Snowflake Analytics — Usage Guide
Legion analytics data is replicated from MongoDB into Snowflake via DMS and Snowpipe. This doc covers how to access, explore, query, and build dashboards.
Table of Contents
- Access
- Inviting New Users
- Data Architecture
- Exploring Data (Data Preview)
- Canonical Organization ID
- Querying
- Dashboards
- Maintaining the Schema
- Infrastructure Reference
Access
- Go to app.snowflake.com and sign in
- Select the LEGION_ANALYTICS database from the left sidebar
Inviting New Users
Users with the ACCOUNTADMIN or USERADMIN role can invite new users to Snowflake.

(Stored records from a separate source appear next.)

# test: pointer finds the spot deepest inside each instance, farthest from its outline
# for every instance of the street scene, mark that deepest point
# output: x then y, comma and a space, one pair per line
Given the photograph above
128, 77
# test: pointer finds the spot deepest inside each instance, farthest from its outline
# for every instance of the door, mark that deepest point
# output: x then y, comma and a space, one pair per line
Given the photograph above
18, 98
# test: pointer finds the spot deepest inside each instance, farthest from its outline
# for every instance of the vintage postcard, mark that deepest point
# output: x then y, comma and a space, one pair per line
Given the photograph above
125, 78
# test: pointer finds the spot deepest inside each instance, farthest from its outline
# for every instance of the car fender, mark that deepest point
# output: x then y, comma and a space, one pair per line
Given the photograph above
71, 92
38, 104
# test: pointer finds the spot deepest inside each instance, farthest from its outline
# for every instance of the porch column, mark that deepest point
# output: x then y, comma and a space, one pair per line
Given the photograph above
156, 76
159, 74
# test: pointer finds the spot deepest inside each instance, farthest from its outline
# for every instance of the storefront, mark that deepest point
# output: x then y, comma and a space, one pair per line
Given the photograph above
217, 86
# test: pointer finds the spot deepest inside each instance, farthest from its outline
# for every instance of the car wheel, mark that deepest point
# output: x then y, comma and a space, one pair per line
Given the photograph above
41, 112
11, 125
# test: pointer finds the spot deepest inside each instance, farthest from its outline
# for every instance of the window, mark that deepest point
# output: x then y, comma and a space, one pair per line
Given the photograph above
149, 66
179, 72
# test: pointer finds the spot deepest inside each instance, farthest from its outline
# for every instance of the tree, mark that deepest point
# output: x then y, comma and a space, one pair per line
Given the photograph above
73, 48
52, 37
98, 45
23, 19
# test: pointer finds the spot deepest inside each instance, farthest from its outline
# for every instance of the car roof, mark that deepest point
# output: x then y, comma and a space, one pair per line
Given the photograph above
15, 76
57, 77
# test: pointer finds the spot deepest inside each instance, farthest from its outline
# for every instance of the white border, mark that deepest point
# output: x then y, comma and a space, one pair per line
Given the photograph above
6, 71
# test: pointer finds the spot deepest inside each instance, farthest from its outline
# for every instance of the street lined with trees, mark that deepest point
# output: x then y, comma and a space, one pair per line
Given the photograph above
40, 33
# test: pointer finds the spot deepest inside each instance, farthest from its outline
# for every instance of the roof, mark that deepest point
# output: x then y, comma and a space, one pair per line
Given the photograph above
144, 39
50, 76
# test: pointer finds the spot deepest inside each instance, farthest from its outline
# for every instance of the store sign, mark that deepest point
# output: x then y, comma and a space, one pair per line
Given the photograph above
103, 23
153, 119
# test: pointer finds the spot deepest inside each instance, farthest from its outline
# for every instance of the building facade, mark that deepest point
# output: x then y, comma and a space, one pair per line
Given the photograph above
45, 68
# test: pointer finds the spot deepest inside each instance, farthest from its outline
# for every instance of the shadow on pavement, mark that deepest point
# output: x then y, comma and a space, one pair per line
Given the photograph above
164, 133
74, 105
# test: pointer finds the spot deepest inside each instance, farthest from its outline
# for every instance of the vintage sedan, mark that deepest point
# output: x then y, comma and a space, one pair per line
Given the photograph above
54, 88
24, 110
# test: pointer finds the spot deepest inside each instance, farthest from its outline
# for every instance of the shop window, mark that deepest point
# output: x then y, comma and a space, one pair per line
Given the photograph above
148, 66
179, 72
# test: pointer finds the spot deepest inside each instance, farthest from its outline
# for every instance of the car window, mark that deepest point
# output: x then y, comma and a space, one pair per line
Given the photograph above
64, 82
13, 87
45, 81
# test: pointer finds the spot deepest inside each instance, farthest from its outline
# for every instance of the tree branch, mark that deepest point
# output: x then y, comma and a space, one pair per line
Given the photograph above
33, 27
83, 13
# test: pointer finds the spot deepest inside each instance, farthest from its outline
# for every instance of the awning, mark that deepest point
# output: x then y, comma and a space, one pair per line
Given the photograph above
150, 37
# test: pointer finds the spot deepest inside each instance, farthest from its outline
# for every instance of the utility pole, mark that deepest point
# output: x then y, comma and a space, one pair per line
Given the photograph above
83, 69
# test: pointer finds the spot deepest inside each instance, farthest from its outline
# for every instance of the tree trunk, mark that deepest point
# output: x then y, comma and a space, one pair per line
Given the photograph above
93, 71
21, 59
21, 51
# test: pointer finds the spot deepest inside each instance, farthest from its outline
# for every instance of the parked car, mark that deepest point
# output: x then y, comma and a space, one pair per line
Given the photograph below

- Go to Governance & Security → Users tab
- Click Invite
- Enter the user's Legion email address
- Assign the
SYSADMINrole - Send the invite
After accepting the invite, the new user should enable MFA on their account.
Data Architecture
Two schemas are relevant:
| Schema | Purpose |
|---|---|
RAW_CLEAN | Pipeline objects — raw tables, deduplication, pipe, stage. Do not query directly unless debugging ingestion. |
ANALYTICS | Views for everyday querying — start here. |
┌─────────────────────────────────────────────────────────────────┐
│ RAW_CLEAN schema │
│ │
│ S3/GCS Stage │
│ │ │
│ │ PIPE_EVENTS (Snowpipe — auto-ingests JSON files) │
│ ▼ │
│ RAW_EVENTS append-only, one row per DMS event │
│ │ │
│ │ deduplication (keep latest per object, every 1h) │
│ ▼ │
│ EVENTS_DEDUPED latest snapshot per (type, id, region) │
│ │
└──────────────────────────────┬──────────────────────────────────┘
│ views read from EVENTS_DEDUPED
▼
┌─────────────────────────────────────────────────────────────────┐
│ ANALYTICS schema │
│ │
│ AUDIT_V audit events (recordings, runs) │
│ WORKFLOWS_V workflow records │
│ WORKFLOW_GRAPHS_V workflow graph versions │
│ USECASES_V use case / template records │
│ USERS_V user records │
│ DECISIONS_V AI step decisions │
│ INVESTIGATION_STEP_EVENTS_V step lifecycle events │
│ ORGANIZATIONS_V org name + ID mapping │
│ │
└─────────────────────────────────────────────────────────────────┘
Object Reference
| Object | Schema | Type | Description |
|---|---|---|---|
RAW_EVENTS | RAW_CLEAN | Table | Raw ingest — one row per DMS event |
EVENTS_DEDUPED | RAW_CLEAN | Dynamic Table | Latest version per (SOURCE_TYPE, OBJECT_ID, REGION), refreshed every 1h |
ORGANIZATIONS_V | ANALYTICS | View | Maps auth_id → customer_id + org name |
AUDIT_V | ANALYTICS | View | Audit events — recordings, workflow runs, decisions |
WORKFLOWS_V | ANALYTICS | View | Workflow records |
WORKFLOW_GRAPHS_V | ANALYTICS | View | Workflow graph versions |
USECASES_V | ANALYTICS | View | Use case / template records |
USERS_V | ANALYTICS | View | User records (org_id, sub) |
DECISIONS_V | ANALYTICS | View | AI step decisions with recommendation and accuracy |
INVESTIGATION_STEP_EVENTS_V | ANALYTICS | View | Investigation step lifecycle events |
Exploring Data (Data Preview)
Before writing queries, use Snowflake's built-in preview to see what columns and values exist in a view.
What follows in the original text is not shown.